La irrelevancia de los críticos de cine



Daniela Sánchez-. Progresivamente, los críticos de cine van pasando a una merecida irrelevancia. Su pedantería, su corporativismo, su amiguismo y su elitismo, van cayendo en decadencia.


En la página en español más leída sobre cine, FilmAffinity, la página de las críticas de los usurarios ranquea mejor en muchas películas, aún cuando no haya ninguna crítica de usuario, que la página de los críticos de los diarios, en los algoritmos de búsquedas de Google. Obvio, sin estar logueado a Google y borrando previamente las cookies, para quitar el sesgo de usuario en el popular (¿o monopólico?) buscador.
La página más consultada en el mundo, IMDb, es en esencia bastante sencilla. Consiste en poner una breve reseña -tal y como la venden los productores- de una película, una serie o un documental y que los usuarios de la página voten. A favor o en contra. Sin matices. De ahí, un algoritmo saca un puntaje de 1 a 10. Así de sencillo. Así de efectivo.

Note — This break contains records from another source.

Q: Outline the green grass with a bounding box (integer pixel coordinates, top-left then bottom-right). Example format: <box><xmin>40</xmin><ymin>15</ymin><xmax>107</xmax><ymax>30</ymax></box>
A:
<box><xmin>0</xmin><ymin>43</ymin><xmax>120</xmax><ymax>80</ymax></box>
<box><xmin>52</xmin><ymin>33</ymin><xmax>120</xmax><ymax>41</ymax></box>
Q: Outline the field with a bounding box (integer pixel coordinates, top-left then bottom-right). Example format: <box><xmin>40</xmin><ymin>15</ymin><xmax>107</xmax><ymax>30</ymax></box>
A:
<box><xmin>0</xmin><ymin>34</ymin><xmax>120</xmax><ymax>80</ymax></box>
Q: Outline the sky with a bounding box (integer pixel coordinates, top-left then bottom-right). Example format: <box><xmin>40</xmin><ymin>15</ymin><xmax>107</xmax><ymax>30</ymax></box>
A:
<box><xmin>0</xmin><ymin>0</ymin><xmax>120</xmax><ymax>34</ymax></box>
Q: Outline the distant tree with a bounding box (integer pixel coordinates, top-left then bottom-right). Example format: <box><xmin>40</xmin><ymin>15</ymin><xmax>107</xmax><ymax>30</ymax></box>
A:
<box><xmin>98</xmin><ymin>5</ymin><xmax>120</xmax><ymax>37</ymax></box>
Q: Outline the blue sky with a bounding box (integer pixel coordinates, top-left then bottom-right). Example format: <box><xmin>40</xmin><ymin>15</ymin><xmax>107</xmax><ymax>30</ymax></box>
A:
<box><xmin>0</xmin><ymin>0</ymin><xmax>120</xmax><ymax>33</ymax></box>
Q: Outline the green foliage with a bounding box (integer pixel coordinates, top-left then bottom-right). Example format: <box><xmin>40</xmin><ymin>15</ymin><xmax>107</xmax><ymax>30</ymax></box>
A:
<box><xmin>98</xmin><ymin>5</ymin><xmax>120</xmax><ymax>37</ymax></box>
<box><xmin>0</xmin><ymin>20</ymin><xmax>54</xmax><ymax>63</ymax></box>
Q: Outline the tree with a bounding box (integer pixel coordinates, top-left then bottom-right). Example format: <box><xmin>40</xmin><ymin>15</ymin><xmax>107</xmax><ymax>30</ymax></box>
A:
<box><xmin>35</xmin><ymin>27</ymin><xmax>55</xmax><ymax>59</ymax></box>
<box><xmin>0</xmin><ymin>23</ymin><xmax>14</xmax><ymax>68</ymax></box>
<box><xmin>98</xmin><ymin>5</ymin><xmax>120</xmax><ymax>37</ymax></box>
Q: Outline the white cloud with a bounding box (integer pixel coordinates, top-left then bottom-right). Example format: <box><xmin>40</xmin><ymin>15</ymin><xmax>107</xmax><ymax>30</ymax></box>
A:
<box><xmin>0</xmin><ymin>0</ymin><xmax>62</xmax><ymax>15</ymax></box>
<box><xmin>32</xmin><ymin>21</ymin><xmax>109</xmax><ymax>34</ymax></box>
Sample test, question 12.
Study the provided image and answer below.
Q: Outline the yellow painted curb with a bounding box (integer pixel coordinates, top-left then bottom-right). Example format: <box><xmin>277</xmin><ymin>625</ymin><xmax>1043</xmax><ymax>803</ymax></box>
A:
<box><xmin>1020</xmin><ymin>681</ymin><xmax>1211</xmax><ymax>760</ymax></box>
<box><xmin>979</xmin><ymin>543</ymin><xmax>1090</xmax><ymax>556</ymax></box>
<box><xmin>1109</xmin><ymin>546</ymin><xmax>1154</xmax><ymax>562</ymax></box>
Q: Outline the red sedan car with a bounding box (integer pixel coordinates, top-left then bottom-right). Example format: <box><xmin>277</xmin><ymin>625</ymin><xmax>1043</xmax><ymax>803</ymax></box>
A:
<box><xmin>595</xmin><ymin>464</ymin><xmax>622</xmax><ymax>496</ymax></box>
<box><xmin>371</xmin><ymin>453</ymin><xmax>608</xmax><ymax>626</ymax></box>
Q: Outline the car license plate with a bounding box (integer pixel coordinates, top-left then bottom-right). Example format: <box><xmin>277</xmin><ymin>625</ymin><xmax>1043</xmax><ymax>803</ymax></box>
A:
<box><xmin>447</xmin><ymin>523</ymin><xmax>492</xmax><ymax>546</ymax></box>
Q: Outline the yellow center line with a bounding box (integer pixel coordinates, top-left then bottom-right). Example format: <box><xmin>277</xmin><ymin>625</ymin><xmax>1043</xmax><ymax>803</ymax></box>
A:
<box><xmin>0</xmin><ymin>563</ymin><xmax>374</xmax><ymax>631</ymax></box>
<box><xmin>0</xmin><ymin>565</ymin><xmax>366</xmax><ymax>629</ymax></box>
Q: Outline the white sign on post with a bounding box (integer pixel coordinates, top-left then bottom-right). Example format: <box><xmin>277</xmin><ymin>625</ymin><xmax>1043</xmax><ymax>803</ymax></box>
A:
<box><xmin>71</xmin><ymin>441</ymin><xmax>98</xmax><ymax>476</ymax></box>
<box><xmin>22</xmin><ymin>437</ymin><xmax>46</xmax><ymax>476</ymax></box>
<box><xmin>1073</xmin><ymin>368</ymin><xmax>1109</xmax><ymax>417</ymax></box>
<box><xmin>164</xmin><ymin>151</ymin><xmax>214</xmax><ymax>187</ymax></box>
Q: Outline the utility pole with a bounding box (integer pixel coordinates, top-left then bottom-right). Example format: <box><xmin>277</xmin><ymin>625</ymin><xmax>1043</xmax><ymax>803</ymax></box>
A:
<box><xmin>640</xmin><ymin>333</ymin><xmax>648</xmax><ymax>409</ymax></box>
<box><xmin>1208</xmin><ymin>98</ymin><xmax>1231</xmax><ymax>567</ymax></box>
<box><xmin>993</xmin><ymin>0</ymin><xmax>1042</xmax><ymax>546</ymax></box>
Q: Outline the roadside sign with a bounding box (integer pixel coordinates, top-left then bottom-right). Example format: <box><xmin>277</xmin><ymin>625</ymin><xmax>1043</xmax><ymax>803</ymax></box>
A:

Ambas páginas, que no son las únicas, hay muchas, son vitales para consultar si se ve una película o no. No tanto para ir al cine, más que nada para ver si comprar o no una película o una serie on demand. Porque ir al cine es un evento más bien social, una no va sola generalmente.
Las redes sociales, que permiten conectarse rápidamente con algún amigo o amiga que sepa de cine y que tenga el gusto parecido al de una, son otra fuente ineludible de consulta. El famoso "boca en boca" pero más rápido y más amplio (por ejemplo, preguntarle a gente que vive en otros países difícilmente se pueda hacer "boca a boca" sin incurrir en el sexo online).
Supongo que esto debe fastidiar a los críticos profesionales de cine. Que hasta hace poco eran los amos y señores de la industria.
Hasta los Oscar son acontecimientos que paralelamente que se transmiten en vivo a muchos más rincones del planeta que antaño, importan a menos personas y definitivamente, no incitan como antes a ver tal o cual película. Ganar una estatuilla sigue siendo importante, para ya no lo es tanto. Se ve reflejado en el hecho de que el resto de los festivales de cine, son cosas para entendidos solamente. Poner que tal película ha sido galardonada con tal y tal premio, ya no significa tanto. Si tu amiga te dice que una película es buena, porque comparte tus gustos y sabés que tiene buen olfato, entonces esa opinión vale más. Si además ranquea bien en las páginas de consulta, mejor todavía.
¿A quién le importa si un pedante, con prosa presumida, dice desde un diario que esa película no respeta tal o cuál canon de no se qué?



Como en muchas esferas de la vida moderna, la irrupción de las nuevas tecnologías y al tener mas variedades de consumo de un mismo producto -así como no desapareció el cine ni el DVD por el streaming, tampoco desapareció la TV por los servicios como Netflix- y muchas mayores posibilidades de compartir gustos y recomendaciones, también existe el riesgo de quedarse "encerrada" en un mismo guetto. Sin probar cosas nuevas. Sin abrirse a explorar otros géneros, otras técnicas. Es uno de los riesgos que corremos hoy en día.
Que se ve compensado con que el consumo de cine ya no proviene casi con exclusividad de Hollywood, aunque la mayoría del cine del resto de los países que triunfa en occidente, es porque le copia a grandes rasgos el estilo moldeado en Hollywood, lo cual le permite conectar en clave audiovisual con el espectador sin esforzarse demasiado. Se ve por ejemplo en las películas argentinas. Si uno ve las viejas películas argentinas de los 80 y hasta de los 90, va a ver una especie de "estilo argentino" que casi no existe en el cine de hoy, que es mucho más visto en Argentina y en el exterior.
Es otro de los riesgos intrínsecos de la globalización de las comunicaciones: la uniformización cultural.
A pesar de esos riesgos, el cambio es democratizador, sin engañarse con que es la panacea. No hay que ser ingenuos. Los algoritmos moldean nuestros gustos. O por lo menos lo condicionan.
Esos algoritmos no son neutrales ni matemática pura. Así como hay influencers en las redes sociales, la opinión de un anónimo o anónima de cualquier parte del mundo no vale lo mismo que otras opiniones. No es que es "un voto, una persona" en todo el proceso previo y posterior a una película. Pero sí es más democrático y más amplio.
Además está bueno que los pedantes "críticos de cine" reciban un poco de su propia medicina.